Posts Tagged cloud computing

How to ROC recovery oriented computing

For the past few years I’ve adopted an attitude and corresponding strategy when it comes to information systems which is basically this.

Stuff happens.

Computers break, drives crash, kids try to see if CD drives will cure play-dough, “somebody” causes virus infestations to occur.

In short. Stuff happens.

So I’ve decided that rather than try to prevent any of these things from happening. A truly impossible feat. It is better to plan in advance for these events. In other words, view information systems as if their malfunctioning is a foregone conclusion and plan accordingly.

Recovery oriented computing1 is not a new concept. Already it has provided rich rewards to businesses, particularly internet-based businesses such as Google, Amazon, eBay, E*Trade, etc. Unfortunately, however, this same computing practice has not filtered down to the average consumer.

The basic idea behind recovery oriented computing is quite simple. From the abstract on the initial paper on ROC:

Our approach, denoted recovery-oriented computing (ROC), recognizes the inevitability of unanticipated failure and thus emphasizes recovery and repair rather than simple fault-tolerance. We define the properties that a ROC system must provide, and briefly consider how they might be achieved.

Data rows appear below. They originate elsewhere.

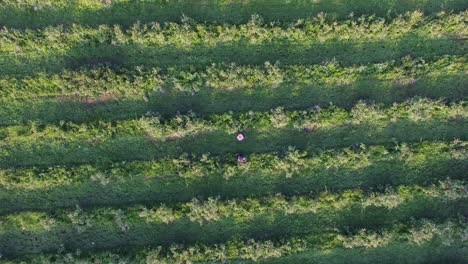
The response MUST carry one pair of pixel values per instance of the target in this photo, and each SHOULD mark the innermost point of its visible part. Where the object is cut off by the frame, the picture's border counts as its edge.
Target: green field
(119, 122)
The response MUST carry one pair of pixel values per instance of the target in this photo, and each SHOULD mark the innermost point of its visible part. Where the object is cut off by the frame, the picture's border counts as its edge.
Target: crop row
(318, 80)
(179, 180)
(150, 138)
(451, 88)
(114, 48)
(187, 35)
(414, 235)
(214, 221)
(31, 14)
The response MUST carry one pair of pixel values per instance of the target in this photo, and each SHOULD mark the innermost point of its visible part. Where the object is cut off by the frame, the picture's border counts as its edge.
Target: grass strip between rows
(148, 138)
(215, 222)
(314, 42)
(106, 95)
(417, 236)
(30, 14)
(179, 180)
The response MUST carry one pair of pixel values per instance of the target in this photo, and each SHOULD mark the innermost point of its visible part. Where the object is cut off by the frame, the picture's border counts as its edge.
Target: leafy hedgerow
(150, 137)
(40, 14)
(368, 40)
(96, 84)
(212, 221)
(295, 172)
(418, 233)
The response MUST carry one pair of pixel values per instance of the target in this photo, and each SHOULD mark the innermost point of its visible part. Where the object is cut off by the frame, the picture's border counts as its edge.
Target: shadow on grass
(90, 54)
(263, 226)
(46, 153)
(212, 101)
(254, 183)
(213, 11)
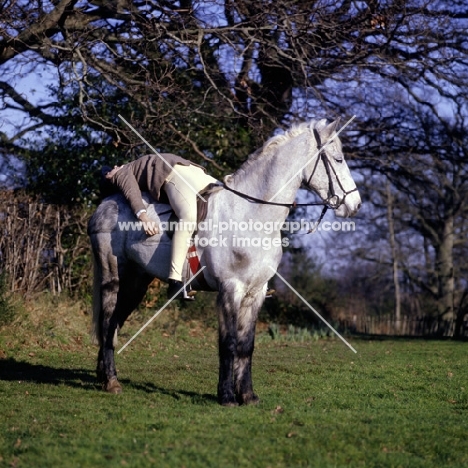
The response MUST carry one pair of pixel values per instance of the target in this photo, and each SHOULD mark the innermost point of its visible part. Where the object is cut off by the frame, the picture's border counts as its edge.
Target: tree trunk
(396, 282)
(444, 270)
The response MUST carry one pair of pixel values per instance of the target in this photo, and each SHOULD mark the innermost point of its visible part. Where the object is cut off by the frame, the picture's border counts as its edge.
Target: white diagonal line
(313, 310)
(160, 310)
(312, 158)
(157, 153)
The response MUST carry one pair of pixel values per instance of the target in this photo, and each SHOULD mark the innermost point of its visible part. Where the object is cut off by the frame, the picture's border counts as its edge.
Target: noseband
(328, 202)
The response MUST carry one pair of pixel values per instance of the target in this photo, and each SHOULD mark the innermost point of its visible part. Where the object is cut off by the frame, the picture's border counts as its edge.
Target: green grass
(397, 403)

While this paper and approach are largely geared towards large internet services with many critical systems in the back-end. I believe the same approach can and should be adapted to the average household which tends to contain multiple computers, making many recovery oriented techniques possible.

One such principle is to keep critical data replicated automatically in multiple places. I’ve written about how network attached storage systems can aid in this endeavor. However I have been increasingly impressed by the ability of cloud-based solutions such as Dropbox to achieve an even greater degree of data replication and availability.

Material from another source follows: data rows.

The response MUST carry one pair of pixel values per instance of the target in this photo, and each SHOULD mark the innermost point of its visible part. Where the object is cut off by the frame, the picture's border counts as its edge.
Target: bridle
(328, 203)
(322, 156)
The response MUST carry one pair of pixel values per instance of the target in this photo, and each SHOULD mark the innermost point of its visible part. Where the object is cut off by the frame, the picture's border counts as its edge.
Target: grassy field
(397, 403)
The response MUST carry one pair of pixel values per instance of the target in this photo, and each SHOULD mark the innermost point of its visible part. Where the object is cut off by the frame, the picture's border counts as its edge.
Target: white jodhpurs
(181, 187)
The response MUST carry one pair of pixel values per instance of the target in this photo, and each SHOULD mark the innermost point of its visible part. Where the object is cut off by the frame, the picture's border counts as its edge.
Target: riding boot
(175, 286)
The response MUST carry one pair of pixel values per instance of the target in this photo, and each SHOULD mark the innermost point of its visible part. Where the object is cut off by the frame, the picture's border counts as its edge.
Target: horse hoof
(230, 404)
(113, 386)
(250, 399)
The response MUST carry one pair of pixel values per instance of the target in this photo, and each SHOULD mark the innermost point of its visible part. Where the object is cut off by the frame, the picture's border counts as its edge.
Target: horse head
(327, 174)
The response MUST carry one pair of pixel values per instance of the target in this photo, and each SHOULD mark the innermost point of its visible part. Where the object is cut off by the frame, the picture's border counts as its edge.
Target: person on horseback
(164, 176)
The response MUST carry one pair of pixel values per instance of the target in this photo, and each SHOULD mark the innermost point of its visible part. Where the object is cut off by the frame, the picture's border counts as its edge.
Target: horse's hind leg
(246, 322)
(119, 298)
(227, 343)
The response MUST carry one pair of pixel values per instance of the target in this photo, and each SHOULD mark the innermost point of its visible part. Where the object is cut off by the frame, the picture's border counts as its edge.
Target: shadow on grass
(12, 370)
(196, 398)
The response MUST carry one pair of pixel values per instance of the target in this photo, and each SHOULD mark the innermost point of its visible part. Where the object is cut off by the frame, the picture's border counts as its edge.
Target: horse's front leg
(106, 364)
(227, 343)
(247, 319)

Along these lines it is also helpful to plan for your systems to die. So I would argue that it is worthwhile to keep in mind the cost of repair and replacement when purchasing new systems. For me, this means that a slightly less powerful system that costs 1/2 the price of a top-of-the-line model is far more desirable since it can theoretically last twice as long as the other model (possibly even with upgrades if replaced with newer technology in the future) since the cost is about half of the other system. Cheaper systems also mean that it is feasible to have a spare or two (or three) lying around as “hot standbys”.

While recovery oriented computing is geared mostly towards large businesses, getting in the mindset recovery oriented computing promotes can yield rich rewards.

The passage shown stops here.